第86章 439个人,就是439个家庭,是等着上学的孩子,是在医院里的老人

  顾西穗最喜欢的一个包其实是个三十块钱的帆布袋子,正面写着:今天很愉快,决定去爱,去劳动;反面则写着:很累,不想爱,也不想劳动了。

  来自托尔斯泰的名言。

  那天她就是拎着这个帆布袋子去上班的,愉快地托着腮,摸着鱼,谁知道齐明辉却突然出现了,他敲了敲她的桌子说:“你跟我去建筑公司开会。”

  顾西穗一秒恢复平静,问:“广州还是深圳?”

  太初的建筑顾问公司在深圳,就两个小时的车程,但两座城市的人都在担心在客场被隔离,一个比一个紧张。

  “广州。”

  “几点?我要先去空中花园一趟。”

  齐明辉突然来了兴致,问:“你去那边干嘛?皮皮呢?”

  “就是因为皮皮才要去的。”

  顾西穗叹了口气,如今全公司都知道她跟皮皮不合了,皮皮想做的所有方案都几乎都被顾西穗或周扬否掉了,原因五花八门,但归根结底,还是因为广州和成都不一样,广州已经务实到了跟浪漫绝缘的地步了,越是有创意的策划,越是落不了地。

  而越是这样的时候,皮皮却越急于证明自己,导致整个运营部都在崩溃。

  “你能跟皮皮聊一下吗?”顾西穗说:“我觉得她现在有些急躁,再这样下去倒霉的是她自己。
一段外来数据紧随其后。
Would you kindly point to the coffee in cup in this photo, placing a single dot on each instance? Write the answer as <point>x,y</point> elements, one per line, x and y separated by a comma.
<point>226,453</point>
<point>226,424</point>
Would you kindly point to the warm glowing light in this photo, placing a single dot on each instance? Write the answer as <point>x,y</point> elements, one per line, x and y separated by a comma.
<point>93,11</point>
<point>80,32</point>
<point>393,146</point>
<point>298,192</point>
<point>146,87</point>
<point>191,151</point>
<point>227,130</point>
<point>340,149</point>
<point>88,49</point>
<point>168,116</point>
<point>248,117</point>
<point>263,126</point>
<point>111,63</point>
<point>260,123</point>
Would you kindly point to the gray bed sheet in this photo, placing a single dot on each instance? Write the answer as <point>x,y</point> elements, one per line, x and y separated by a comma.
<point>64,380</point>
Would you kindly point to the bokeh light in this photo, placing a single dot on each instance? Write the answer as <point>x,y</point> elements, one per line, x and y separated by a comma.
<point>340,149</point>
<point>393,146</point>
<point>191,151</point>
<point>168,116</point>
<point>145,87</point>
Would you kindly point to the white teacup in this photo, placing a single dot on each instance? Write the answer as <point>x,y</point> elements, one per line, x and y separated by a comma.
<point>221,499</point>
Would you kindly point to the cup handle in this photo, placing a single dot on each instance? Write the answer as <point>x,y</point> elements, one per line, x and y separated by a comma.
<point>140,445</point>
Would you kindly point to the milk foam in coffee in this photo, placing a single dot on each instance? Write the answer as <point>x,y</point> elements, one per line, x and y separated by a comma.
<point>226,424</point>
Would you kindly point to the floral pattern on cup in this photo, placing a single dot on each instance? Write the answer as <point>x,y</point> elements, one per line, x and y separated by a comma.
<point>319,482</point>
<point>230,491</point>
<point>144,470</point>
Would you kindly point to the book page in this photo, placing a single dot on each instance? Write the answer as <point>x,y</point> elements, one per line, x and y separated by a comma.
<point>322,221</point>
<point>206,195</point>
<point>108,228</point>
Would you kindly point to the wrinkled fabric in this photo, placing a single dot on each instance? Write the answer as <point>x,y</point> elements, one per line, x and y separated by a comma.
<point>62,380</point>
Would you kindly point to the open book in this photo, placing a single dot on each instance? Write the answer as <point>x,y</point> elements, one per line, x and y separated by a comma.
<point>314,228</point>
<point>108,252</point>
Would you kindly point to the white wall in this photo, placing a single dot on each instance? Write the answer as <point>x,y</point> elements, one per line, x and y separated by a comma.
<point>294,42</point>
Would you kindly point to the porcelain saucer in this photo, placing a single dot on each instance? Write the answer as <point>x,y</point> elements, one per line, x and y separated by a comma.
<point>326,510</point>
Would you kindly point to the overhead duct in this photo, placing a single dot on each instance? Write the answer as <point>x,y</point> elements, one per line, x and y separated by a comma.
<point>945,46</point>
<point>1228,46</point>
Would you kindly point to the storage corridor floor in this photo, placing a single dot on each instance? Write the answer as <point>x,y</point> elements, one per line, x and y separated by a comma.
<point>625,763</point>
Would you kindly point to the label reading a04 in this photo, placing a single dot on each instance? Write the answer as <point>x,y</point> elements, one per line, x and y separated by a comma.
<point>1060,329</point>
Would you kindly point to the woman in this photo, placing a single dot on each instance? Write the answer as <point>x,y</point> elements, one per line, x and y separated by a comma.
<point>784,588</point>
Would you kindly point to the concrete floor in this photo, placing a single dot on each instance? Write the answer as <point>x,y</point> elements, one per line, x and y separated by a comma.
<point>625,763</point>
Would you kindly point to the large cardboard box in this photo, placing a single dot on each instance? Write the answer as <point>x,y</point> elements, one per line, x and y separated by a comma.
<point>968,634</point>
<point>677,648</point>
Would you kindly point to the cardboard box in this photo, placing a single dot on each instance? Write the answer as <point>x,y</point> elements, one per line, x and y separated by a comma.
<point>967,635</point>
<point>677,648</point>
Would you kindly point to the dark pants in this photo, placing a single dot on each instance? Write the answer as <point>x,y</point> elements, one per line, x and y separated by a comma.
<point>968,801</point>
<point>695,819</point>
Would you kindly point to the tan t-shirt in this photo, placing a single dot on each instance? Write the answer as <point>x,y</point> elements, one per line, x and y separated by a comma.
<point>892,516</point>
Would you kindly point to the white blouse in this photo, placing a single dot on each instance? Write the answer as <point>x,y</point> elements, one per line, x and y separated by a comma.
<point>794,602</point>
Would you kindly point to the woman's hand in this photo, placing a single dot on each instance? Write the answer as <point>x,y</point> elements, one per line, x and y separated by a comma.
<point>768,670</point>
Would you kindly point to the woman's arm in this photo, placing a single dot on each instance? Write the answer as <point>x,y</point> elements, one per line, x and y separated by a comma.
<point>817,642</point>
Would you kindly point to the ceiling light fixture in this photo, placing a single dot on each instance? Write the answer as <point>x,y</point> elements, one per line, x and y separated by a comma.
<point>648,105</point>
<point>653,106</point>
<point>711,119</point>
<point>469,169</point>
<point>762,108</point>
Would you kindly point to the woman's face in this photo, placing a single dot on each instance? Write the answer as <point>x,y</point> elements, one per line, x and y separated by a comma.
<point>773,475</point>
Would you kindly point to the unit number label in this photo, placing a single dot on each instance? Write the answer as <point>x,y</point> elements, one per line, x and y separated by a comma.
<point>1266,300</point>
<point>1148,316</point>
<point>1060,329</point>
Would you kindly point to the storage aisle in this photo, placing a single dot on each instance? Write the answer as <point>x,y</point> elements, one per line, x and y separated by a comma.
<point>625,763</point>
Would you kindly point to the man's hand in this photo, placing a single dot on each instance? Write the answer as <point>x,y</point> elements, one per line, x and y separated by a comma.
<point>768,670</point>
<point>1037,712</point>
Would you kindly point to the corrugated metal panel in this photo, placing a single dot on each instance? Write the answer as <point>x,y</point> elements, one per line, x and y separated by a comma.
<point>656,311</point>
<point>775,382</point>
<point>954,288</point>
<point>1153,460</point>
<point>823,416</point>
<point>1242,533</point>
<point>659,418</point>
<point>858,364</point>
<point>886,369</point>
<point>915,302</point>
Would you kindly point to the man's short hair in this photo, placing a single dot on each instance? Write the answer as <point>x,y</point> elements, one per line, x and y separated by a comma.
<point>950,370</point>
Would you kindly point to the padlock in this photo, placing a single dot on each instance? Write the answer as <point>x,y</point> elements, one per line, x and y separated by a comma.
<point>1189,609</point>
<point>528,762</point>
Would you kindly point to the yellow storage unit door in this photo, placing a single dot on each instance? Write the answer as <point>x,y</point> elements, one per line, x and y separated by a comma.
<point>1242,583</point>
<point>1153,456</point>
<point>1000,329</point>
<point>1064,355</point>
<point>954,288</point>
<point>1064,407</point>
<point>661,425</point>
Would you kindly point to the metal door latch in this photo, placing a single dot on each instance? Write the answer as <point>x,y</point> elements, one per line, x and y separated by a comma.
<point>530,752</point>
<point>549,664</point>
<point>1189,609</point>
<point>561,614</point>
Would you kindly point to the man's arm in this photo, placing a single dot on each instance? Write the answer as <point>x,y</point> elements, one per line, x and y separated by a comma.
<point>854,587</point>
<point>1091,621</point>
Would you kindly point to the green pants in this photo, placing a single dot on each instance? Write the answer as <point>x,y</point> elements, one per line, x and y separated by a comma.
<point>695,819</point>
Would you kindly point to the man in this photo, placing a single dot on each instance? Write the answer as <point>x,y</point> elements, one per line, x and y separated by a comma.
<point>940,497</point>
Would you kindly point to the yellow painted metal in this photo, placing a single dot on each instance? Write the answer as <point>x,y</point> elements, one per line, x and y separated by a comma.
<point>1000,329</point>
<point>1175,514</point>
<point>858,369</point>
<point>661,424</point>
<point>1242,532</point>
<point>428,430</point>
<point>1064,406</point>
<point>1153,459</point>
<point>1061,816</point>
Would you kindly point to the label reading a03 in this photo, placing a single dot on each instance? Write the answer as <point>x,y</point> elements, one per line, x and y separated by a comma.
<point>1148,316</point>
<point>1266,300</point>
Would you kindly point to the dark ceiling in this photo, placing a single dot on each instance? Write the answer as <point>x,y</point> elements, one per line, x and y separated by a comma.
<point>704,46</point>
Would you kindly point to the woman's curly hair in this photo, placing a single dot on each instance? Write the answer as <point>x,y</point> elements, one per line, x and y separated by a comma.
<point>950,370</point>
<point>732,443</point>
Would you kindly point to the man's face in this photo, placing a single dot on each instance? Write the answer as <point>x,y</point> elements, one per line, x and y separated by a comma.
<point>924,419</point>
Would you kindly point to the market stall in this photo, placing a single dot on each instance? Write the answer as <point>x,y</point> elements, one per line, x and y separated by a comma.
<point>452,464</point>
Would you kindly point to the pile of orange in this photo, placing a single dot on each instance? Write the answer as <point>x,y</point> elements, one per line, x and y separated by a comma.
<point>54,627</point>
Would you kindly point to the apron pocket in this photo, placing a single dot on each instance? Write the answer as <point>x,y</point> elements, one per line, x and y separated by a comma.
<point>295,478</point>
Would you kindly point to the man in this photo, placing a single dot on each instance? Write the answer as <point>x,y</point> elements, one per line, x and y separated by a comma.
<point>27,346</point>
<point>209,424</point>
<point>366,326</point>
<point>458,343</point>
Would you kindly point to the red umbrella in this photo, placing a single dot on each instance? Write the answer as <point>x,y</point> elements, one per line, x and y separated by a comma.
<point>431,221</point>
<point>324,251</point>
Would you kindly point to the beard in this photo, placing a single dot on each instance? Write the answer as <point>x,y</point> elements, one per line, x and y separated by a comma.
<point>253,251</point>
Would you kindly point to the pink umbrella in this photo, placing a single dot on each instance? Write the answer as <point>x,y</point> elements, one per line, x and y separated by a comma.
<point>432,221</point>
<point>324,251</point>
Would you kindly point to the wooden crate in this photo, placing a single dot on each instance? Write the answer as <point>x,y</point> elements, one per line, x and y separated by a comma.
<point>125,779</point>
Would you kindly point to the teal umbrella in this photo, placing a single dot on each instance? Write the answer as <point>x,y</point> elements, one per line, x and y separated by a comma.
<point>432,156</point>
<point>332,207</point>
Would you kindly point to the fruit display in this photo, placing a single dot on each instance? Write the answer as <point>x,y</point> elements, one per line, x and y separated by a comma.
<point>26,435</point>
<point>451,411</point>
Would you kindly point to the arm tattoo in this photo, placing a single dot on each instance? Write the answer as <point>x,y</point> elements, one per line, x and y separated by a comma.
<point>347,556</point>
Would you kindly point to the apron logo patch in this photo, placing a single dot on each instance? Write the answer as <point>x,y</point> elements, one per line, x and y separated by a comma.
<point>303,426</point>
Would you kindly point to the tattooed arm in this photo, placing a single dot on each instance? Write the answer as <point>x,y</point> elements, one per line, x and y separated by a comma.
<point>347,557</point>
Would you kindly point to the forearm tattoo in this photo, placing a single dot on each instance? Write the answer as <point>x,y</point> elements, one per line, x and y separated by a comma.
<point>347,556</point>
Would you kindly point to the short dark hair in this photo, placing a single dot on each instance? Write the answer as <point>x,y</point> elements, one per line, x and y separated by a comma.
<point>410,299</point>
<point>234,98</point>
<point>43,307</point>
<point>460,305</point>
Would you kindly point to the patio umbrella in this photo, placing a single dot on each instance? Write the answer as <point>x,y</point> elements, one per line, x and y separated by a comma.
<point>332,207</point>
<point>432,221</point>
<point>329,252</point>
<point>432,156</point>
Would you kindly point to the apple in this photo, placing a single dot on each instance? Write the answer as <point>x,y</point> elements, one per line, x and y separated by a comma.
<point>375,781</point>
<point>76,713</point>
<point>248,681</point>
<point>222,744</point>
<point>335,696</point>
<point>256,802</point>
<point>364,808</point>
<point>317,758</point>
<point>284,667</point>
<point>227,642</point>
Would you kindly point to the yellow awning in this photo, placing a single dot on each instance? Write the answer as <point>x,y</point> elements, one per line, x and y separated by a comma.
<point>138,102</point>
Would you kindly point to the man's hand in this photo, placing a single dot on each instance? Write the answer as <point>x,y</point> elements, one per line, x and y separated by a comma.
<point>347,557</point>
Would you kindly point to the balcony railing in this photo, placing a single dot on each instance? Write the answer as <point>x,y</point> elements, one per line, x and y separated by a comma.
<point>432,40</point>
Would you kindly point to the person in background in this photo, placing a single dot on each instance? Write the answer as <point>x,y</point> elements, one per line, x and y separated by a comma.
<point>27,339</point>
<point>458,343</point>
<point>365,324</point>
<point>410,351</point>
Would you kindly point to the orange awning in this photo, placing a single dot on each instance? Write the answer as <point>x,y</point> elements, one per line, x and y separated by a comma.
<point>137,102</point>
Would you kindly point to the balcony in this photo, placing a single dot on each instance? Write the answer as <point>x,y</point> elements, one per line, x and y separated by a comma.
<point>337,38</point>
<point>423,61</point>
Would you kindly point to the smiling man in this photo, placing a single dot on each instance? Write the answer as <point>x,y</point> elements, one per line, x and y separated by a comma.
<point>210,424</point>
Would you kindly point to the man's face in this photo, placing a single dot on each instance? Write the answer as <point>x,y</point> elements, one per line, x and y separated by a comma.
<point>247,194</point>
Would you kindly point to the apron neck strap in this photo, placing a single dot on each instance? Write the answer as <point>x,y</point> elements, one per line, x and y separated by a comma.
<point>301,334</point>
”

  “我又不是她的上司,轮不着我管。”齐明辉耸了耸肩,一副事不关己的模样。

  两个人快步从西塔到空中花园,看着某间装修得创意十足的快闪店——它有着标准的皮皮风格,Y2K、荧光色,非常大胆、漂亮。

  可是,也非常非常突兀。
  齐明辉看了一眼就明白顾西穗在说什么了,叹口气道:“我去找她聊聊好了。”

  然后又说:“你最近是遇到了什么好事情吗?今天好像特别漂亮。”

  “我真的会投诉你性骚扰的。”

  顾西穗兀自往前走着,进入太初的三楼。之前在上海谈下来的运动品牌已经正式进入了太初,她需要亲自看一眼陈列,确保能引起顾客的兴趣。

  “所以私底下平价女性的长相也不礼貌,夸漂亮也不礼貌,那到底应该说什么?”

  “学会闭嘴很难吗?”

  研究了一会儿三楼的布置,顾西穗又面无表情地上了下行扶手电梯,齐明辉还是笑嘻嘻地跟在她旁边,说:“那今天跟建筑公司的会议你肯定很喜欢,来开会的是当初参与过广州大剧院项目的女建筑师。”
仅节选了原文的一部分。